これはHBC672を取り巻く原始惑星円盤が、ポテトチップスのように歪んだ形をしているためだと考えられています。
では、一体なぜ円盤はゆがんでいるのでしょうか?
1つの説としては、HBC672が連星であり、低質量・低光度の伴星を持っているためだと考えられています。
しかし、今回、バットシャドウの歪みについて新たに研究を発表したのチームは、その可能性が低いと考えています。
もし伴星が存在しているとしたら、その伴星は観測されているよりも円盤の材料をもっと飲み込んでしまっているはずだからです。
チームが新たに提案する原因は、傾いた軌道で回る原始惑星の存在です。
チームの推測では、ディスク平面から非常に傾いた軌道を回る原始惑星があった場合、影を羽ばたかせるような反りを生み出すとしています。
この原始惑星は、少なくとも180日周期で星を回り、太陽と地球とほぼ同程度の距離にあると考えられています。

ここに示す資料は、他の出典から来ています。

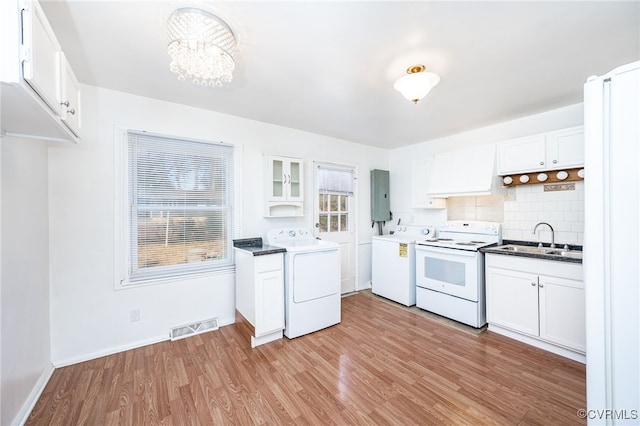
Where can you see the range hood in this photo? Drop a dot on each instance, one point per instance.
(465, 172)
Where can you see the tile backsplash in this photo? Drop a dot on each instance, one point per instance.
(562, 207)
(523, 206)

しかし、現状バットシャドウは2回しか観測されておらず、影の中心にある円盤はあまりに小さいため見ることができません。
正確な原因を特定するのは、難しい状況です。
しかし、もしこれが軌道上の惑星によって引き起こされているならば、羽ばたきは一定間隔で鼓動のように繰り返されているはずであり、その周期性は今後の観測で発見できる可能性があります。
今後稼働するジェームズ・ウェッブ宇宙望遠鏡も、こうした観測を安定して行えるため、この特殊な天体の観測から、原始太陽系における惑星形成の流体力学を学べる可能性があるといいます。

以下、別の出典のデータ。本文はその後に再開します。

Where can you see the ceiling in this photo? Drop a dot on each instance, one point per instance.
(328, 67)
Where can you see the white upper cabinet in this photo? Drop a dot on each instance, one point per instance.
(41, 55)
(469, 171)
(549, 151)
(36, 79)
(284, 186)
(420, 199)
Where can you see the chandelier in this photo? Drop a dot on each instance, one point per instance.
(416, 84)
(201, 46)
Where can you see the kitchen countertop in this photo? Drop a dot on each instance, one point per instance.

宇宙に羽ばたくバットシャドウ、まだまだ宇宙には不思議な天体が溢れているようです。
この研究は、宇宙望遠鏡科学研究所の研究者Klaus M. Pontoppidan氏を筆頭とする研究チームより発表され、論文は天文学に関する学術雑誌『The Astrophysical Journal』に6月25日付で掲載されています。